You are viewing a plain text version of this content. The canonical link for it is here.
Posted to user@nutch.apache.org by Carl Cerecke <ca...@nzs.com> on 2007/07/25 01:52:32 UTC
NullPointerException fetching some sites with temp redirects
Hi,
Using nutch 0.9, although I get the same with a more recent nightly build.
I'm getting NPE fetching these two pages:
http://www.absoluteit.co.nz
and
http://defence.allmedia.co.nz
I've tracked it down by putting a t.printStackTrace() in the catch
(Throwable t) of the run() in Fetcher.java:
java.lang.NullPointerException
at org.apache.hadoop.io.Text.encode(Text.java:375)

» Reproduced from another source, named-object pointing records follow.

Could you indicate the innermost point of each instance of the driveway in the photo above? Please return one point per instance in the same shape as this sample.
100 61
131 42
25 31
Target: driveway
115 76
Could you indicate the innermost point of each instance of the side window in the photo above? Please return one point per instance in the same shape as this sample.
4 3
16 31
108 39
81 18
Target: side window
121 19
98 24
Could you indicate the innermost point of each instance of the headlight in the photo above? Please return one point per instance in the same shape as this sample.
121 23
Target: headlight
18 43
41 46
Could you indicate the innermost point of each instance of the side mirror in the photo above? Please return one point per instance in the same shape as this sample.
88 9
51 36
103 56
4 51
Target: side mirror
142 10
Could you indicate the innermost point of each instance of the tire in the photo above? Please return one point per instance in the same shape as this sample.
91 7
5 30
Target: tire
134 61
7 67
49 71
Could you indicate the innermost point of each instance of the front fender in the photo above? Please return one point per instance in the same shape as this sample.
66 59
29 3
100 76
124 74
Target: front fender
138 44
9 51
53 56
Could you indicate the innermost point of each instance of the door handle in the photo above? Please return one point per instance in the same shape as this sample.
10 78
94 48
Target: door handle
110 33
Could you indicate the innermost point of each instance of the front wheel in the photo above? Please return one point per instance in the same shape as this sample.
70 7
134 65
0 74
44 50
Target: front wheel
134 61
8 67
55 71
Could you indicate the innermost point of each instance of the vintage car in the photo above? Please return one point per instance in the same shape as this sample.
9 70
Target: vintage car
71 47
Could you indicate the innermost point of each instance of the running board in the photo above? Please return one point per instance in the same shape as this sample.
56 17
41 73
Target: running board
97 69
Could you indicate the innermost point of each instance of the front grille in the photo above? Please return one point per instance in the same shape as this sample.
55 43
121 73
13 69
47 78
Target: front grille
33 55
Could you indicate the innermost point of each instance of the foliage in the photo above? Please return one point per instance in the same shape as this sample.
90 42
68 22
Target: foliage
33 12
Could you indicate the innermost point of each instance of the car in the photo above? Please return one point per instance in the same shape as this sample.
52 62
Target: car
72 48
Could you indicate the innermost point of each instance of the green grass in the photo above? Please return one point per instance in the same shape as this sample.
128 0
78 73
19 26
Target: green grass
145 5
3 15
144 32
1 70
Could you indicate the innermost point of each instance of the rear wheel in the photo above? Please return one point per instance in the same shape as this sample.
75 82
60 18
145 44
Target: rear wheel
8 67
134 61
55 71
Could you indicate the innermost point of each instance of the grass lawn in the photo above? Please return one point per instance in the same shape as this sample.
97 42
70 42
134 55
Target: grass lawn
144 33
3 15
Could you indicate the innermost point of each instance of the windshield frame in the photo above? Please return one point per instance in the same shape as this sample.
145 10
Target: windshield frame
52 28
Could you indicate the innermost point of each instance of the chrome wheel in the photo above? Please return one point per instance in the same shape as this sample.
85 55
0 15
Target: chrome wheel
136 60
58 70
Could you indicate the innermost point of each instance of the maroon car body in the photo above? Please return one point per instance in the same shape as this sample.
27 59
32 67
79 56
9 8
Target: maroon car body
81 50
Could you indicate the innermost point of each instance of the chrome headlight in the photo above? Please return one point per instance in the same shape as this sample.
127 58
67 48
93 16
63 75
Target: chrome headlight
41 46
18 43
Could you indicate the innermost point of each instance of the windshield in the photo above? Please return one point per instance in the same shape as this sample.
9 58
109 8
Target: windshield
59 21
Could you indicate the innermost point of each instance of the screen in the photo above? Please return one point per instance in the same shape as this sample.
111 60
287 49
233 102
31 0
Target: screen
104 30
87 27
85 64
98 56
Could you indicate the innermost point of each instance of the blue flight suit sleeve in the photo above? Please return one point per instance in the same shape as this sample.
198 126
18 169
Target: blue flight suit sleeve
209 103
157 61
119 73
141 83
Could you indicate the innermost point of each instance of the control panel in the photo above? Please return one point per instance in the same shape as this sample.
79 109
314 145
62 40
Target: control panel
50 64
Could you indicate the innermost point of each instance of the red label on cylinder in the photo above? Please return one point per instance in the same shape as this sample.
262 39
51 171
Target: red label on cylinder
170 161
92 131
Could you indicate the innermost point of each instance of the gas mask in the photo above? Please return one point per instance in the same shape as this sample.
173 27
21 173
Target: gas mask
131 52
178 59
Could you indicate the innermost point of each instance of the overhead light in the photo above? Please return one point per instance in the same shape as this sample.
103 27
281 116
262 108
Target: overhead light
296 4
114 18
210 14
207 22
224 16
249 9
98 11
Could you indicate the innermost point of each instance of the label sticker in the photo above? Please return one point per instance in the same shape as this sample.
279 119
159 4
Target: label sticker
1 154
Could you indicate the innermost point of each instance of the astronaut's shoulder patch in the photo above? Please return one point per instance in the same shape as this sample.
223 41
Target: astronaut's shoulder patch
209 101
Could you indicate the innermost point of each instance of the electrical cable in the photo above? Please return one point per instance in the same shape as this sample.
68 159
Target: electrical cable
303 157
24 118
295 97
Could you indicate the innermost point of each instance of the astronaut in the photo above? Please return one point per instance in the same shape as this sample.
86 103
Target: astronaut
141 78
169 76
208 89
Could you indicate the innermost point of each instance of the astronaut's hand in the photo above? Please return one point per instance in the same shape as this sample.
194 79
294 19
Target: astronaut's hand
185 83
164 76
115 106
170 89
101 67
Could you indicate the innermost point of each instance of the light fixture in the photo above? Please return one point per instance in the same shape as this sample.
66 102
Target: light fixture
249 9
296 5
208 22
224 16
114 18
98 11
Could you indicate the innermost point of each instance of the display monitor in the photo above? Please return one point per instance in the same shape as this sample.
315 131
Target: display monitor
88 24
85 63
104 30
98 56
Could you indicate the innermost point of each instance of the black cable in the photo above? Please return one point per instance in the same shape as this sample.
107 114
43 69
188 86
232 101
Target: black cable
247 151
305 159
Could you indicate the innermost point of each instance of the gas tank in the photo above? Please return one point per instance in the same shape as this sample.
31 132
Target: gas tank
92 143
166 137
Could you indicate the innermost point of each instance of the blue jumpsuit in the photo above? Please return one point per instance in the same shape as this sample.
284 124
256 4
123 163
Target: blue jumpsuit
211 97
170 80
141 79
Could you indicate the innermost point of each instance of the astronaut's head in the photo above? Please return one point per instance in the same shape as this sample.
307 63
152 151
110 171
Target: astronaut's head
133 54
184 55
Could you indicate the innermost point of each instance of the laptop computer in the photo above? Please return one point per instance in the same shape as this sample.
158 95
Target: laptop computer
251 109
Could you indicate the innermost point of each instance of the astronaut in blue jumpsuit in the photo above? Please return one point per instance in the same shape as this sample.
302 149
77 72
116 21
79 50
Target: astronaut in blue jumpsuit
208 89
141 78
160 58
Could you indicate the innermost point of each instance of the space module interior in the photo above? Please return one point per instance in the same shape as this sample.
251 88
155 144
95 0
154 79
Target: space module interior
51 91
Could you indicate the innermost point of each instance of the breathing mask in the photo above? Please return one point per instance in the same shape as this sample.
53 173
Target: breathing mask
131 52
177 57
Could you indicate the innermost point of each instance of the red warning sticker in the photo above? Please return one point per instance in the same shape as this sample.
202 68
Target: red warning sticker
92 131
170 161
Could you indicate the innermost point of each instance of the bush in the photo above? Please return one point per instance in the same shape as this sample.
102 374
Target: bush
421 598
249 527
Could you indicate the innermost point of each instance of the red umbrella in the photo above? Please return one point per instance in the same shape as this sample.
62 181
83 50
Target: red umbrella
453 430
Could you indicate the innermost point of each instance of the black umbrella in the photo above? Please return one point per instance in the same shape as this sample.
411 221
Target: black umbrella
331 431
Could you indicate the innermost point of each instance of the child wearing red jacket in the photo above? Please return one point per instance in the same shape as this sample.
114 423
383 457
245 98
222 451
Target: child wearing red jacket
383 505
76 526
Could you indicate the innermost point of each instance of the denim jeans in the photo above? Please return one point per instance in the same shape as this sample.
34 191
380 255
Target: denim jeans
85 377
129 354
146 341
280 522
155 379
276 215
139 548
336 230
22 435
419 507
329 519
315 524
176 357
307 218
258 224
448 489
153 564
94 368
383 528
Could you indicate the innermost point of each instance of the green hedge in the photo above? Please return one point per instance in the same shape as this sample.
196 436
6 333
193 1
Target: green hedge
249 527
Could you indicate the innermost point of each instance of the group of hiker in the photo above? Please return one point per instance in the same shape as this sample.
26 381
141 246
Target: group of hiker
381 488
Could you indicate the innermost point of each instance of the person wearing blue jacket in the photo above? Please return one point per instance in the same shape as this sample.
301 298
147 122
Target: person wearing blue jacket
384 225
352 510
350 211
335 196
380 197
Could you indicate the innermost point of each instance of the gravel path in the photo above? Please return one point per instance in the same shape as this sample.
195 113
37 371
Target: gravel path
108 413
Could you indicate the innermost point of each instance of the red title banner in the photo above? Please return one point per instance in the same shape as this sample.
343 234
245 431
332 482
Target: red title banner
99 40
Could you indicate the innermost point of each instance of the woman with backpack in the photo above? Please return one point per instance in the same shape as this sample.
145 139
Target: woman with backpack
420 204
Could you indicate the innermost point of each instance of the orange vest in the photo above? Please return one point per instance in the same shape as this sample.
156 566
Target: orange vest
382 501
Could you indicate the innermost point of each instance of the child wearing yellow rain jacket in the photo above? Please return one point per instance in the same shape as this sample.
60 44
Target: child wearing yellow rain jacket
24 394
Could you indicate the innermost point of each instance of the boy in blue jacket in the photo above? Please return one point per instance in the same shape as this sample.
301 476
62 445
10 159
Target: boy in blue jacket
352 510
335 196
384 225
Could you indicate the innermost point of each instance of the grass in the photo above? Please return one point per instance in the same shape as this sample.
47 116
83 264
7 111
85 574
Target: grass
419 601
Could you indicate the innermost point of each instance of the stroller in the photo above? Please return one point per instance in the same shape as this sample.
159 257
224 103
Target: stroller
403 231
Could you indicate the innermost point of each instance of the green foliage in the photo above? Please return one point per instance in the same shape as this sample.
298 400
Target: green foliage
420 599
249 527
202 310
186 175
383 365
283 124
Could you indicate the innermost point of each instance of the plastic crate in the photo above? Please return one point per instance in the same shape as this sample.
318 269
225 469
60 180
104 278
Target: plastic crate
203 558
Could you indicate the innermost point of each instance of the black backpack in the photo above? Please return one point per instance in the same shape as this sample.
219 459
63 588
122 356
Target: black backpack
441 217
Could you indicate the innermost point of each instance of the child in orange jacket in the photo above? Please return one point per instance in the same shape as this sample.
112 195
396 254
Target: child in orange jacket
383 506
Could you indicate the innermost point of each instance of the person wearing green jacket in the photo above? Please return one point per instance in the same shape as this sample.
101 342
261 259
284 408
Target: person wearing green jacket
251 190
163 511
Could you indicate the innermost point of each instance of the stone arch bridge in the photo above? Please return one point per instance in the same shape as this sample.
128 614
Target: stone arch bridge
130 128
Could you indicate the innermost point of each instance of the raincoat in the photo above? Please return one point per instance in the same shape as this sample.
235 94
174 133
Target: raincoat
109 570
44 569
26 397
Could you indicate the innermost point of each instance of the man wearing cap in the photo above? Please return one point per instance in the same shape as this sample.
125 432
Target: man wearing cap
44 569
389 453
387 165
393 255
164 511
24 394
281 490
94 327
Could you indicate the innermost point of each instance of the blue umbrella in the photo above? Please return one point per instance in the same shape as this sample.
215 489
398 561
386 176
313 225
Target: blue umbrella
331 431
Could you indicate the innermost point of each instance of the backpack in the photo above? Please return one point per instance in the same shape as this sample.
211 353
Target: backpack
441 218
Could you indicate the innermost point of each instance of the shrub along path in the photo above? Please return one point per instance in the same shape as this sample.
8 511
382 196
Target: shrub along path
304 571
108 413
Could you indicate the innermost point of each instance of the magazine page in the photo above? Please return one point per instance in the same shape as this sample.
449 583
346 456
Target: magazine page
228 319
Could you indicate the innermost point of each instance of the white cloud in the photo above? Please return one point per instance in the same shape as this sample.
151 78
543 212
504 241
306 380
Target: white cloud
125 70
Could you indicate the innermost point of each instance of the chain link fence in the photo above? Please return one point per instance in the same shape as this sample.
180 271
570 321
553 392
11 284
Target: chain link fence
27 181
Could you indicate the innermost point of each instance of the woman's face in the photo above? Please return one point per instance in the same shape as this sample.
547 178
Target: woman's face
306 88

at org.apache.hadoop.io.Text.encode(Text.java:356)
at org.apache.hadoop.io.Text.writeString(Text.java:396)
at
org.apache.nutch.protocol.Content.writeCompressed(Content.java:146)
at
org.apache.hadoop.io.CompressedWritable.write(CompressedWritable.java:74)
at
org.apache.nutch.fetcher.FetcherOutput.write(FetcherOutput.java:56)
at
org.apache.hadoop.mapred.MapTask$MapOutputBuffer.collect(MapTask.java:315)
at
org.apache.nutch.fetcher.Fetcher$FetcherThread.output(Fetcher.java:343)
at
org.apache.nutch.fetcher.Fetcher$FetcherThread.run(Fetcher.java:191)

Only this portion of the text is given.